Elm City officials tabled a proposal Wednesday night that would have paved the way for the city to expand New Haven’s low affordable housing stock.
The Board of Alders’ Community Development Committee discussed a proposal Wednesday evening to facilitate the process that City Hall must take to purchase foreclosed homes via the Livable City Initiative — the city’s agency that provides affordable homeownership opportunities to low-income Elm City residents. To shorten a process that lasts several months, several alders proposed that the city be able to negotiate and contract with banks to purchase vacant, foreclosed properties — bypassing four rounds of approval, said Tim Yolen, a member of the Livable City Initiative’s Board.
The standing process means the LCI misses the opportunity to buy more foreclosed homes, he added. Those homes are instead are sold to developers or private companies that rent them out for high prices, said Ward 2 Alder Frank Douglass Jr. He added that the proposal was tabled because of its lack of details.
It was unclear what types of properties LCI intended to purchase, from single family or multiple family homes to vacant lands.
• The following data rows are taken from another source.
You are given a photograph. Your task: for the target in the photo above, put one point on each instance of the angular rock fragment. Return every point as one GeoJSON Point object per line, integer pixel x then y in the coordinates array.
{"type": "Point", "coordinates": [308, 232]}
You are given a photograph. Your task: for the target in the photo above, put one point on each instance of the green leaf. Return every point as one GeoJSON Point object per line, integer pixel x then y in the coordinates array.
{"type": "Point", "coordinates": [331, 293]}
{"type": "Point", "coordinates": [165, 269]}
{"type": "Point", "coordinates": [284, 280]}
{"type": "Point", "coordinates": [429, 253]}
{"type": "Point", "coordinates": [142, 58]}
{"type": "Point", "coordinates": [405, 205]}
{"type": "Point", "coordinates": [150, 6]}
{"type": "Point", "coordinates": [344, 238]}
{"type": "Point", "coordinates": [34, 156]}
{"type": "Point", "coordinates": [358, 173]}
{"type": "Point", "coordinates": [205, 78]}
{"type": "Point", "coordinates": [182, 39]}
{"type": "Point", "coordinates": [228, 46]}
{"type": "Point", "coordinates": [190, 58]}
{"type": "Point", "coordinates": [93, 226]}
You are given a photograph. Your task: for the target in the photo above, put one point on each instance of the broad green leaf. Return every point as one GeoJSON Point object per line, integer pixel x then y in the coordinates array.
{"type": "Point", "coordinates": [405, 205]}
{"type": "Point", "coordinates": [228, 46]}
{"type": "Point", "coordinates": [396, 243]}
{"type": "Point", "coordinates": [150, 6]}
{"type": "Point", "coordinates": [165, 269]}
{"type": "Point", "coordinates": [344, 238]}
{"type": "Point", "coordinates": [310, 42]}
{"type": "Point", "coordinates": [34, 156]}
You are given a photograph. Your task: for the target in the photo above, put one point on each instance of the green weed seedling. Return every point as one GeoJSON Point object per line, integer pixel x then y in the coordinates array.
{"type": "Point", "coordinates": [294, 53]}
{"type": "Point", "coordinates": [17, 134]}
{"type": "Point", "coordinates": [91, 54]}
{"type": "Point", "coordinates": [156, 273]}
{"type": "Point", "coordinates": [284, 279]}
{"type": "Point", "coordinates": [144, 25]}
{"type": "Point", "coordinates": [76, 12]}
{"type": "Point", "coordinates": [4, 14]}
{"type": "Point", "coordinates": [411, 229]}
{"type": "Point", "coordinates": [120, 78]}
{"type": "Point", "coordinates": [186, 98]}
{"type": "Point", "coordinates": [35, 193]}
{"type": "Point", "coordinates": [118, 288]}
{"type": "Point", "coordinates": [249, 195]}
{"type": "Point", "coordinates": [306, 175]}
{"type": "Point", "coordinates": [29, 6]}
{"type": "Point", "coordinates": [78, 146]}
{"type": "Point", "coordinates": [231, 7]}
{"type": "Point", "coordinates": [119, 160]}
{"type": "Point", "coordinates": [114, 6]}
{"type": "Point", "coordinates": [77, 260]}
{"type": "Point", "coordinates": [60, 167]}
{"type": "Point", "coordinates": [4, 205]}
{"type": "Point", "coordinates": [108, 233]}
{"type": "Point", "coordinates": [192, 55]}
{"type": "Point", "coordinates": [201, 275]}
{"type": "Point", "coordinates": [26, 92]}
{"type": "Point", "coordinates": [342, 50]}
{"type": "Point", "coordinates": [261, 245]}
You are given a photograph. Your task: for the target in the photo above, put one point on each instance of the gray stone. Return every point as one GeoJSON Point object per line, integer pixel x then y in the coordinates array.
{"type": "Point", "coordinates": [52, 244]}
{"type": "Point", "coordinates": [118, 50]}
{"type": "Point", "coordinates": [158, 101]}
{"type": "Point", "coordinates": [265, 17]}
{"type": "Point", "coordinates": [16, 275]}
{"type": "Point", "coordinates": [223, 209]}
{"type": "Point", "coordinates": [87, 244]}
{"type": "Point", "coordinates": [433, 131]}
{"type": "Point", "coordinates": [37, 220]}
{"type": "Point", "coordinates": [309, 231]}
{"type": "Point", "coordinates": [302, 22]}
“Personally, I think it’s a great idea,” Douglass said. “I welcome it if we can get it to work. I oppose large developers and companies developing and charging astronomical rents.”
He added that the Alders felt uncomfortable being bypassed in the new process. Currently, the alders are the last round of approval in the LCI’s buying process.
As part of the four-part approval process, the LCI Board meets to approve each property for sale. On Wednesday evening, the board discussed nine properties and voted to sell seven of them, four to non-profit organizations and three to New Haven residents.
One of the properties the board voted to sell was the Chapelseed Garden, a property at 1592 Chapel St. It will continue to be used as a community garden.
Two of the homes that were sold were in such bad condition that Habitat for Humanity could not renovate them. One of them, located on 161 County St., was damaged in a fire and the other, located on 25 Winthrop Ave., was neglected. Both were sold to private non-profit developers for five thousand dollars each. The houses will be remodeled and sold to New Haven residents.
One homeowner bought a small lot at 127 Winthrop Ave. for $5,880, paying $1.50 per square foot. He owns two adjacent properties with a multi-family home on each and plans to use his new lot for parking, according to his application.
The Board declined to approve only two transactions throughout the meeting.